The unit testing API
You can find more information about all of these from their respective doc comments, but for a brief overview:
/datum/unit_test - The base for all tests to be ran. Subtypes must override Run(). New() and Destroy() can be used for setup and teardown. To fail, use TEST_FAIL(reason).
/datum/unit_test/proc/allocate(type, ...) - Allocates an instance of the provided type with the given arguments. Is automatically destroyed when the test is over. Commonly seen in the form of var/mob/living/carbon/human/human = allocate(/mob/living/carbon/human/consistent).
TEST_FAIL(reason) - Marks a failure at this location, but does not stop the test.
TEST_ASSERT(assertion, reason) - Stops the unit test and fails if the assertion is not met. For example: TEST_ASSERT(powered(), "Machine is not powered").

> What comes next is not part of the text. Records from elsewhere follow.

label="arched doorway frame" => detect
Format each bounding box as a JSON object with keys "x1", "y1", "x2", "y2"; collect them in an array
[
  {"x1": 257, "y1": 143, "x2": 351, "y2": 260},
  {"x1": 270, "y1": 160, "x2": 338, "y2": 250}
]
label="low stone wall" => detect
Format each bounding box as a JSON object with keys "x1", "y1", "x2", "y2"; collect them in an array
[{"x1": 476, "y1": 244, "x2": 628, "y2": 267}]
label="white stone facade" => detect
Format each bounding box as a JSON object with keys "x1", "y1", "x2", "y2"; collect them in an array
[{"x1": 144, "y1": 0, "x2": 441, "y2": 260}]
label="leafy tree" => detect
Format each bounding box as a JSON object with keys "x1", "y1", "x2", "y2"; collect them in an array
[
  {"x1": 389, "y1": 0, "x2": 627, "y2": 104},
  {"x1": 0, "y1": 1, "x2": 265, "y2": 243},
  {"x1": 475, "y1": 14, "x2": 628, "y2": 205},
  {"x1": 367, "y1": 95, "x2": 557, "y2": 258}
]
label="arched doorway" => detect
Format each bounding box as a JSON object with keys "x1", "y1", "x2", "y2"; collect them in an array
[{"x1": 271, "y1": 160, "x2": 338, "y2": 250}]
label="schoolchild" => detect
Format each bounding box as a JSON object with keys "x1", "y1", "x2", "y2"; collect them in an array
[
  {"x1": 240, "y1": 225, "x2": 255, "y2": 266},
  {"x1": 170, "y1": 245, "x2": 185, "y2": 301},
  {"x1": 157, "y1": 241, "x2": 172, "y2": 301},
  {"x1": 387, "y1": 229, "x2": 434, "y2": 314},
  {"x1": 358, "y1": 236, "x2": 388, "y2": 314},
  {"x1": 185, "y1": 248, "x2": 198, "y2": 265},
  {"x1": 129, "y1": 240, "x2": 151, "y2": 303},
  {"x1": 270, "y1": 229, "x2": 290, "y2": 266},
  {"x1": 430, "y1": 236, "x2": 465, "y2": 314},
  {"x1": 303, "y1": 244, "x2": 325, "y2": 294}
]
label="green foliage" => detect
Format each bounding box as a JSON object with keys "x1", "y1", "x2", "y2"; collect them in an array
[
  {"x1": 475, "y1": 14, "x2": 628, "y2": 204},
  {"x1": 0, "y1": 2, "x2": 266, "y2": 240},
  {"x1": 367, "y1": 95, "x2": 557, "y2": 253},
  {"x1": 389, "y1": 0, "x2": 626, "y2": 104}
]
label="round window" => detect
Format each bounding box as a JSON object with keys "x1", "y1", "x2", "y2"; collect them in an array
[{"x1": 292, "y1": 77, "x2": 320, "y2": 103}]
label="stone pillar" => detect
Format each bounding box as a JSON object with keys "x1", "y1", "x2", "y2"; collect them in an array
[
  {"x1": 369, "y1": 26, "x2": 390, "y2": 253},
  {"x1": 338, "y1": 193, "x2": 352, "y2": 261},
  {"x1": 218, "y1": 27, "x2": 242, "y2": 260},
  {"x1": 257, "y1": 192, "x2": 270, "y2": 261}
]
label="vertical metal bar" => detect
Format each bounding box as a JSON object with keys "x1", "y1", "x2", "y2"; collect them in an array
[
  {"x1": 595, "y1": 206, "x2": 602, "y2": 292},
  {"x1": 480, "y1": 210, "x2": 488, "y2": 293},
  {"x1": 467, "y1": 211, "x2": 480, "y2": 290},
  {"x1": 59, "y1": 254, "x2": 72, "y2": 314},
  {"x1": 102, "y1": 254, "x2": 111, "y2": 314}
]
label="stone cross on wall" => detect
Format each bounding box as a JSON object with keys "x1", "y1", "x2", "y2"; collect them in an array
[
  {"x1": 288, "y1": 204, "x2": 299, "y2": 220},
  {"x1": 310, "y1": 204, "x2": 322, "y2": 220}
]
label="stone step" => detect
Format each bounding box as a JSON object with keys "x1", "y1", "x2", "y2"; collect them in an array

TEST_ASSERT_NOTNULL(a, message) - Same as TEST_ASSERT, but checks if !isnull(a). For example: TEST_ASSERT_NOTNULL(myatom, "My atom was never set!").
TEST_ASSERT_NULL(a, message) - Same as TEST_ASSERT, but checks if isnull(a). If not, gives a helpful message showing what a was. For example: TEST_ASSERT_NULL(delme, "Delme was never cleaned up!").
TEST_ASSERT_EQUAL(a, b, message) - Same as TEST_ASSERT, but checks if a == b. If not, gives a helpful message showing what both a and b were. For example: TEST_ASSERT_EQUAL(2 + 2, 4, "The universe is falling apart before our eyes!").
TEST_ASSERT_NOTEQUAL(a, b, message) - Same as TEST_ASSERT_EQUAL, but reversed.
TEST_FOCUS(test_path) - Only run the test provided within the parameters. Useful for reducing noise. For example, if we only want to run our example square test, we can add TEST_FOCUS(/datum/unit_test/square). Should never be pushed in a pull request--you will be laughed at.
Final Notes
- Writing tests before you attempt to fix the bug can actually speed up development a lot! It means you don't have to go in game and folllow the same exact steps manually every time. This process is known as "TDD" (test driven development). Write the test first, make sure it fails, then start work on the fix/feature, and you'll know you're done when your tests pass. If you do try this, do make sure to confirm in a non-testing environment just to double check.
- Make sure that your tests don't accidentally call RNG functions like
prob. Since RNG is seeded during tests, you may not realize you have until someone else makes a PR and the tests fail! - Do your best not to change the behavior of non-testing code during tests. While it may sometimes be necessary in the case of situations such as the above, it is still a slippery slope that can lead to the code you're testing being too different from the production environment to be useful.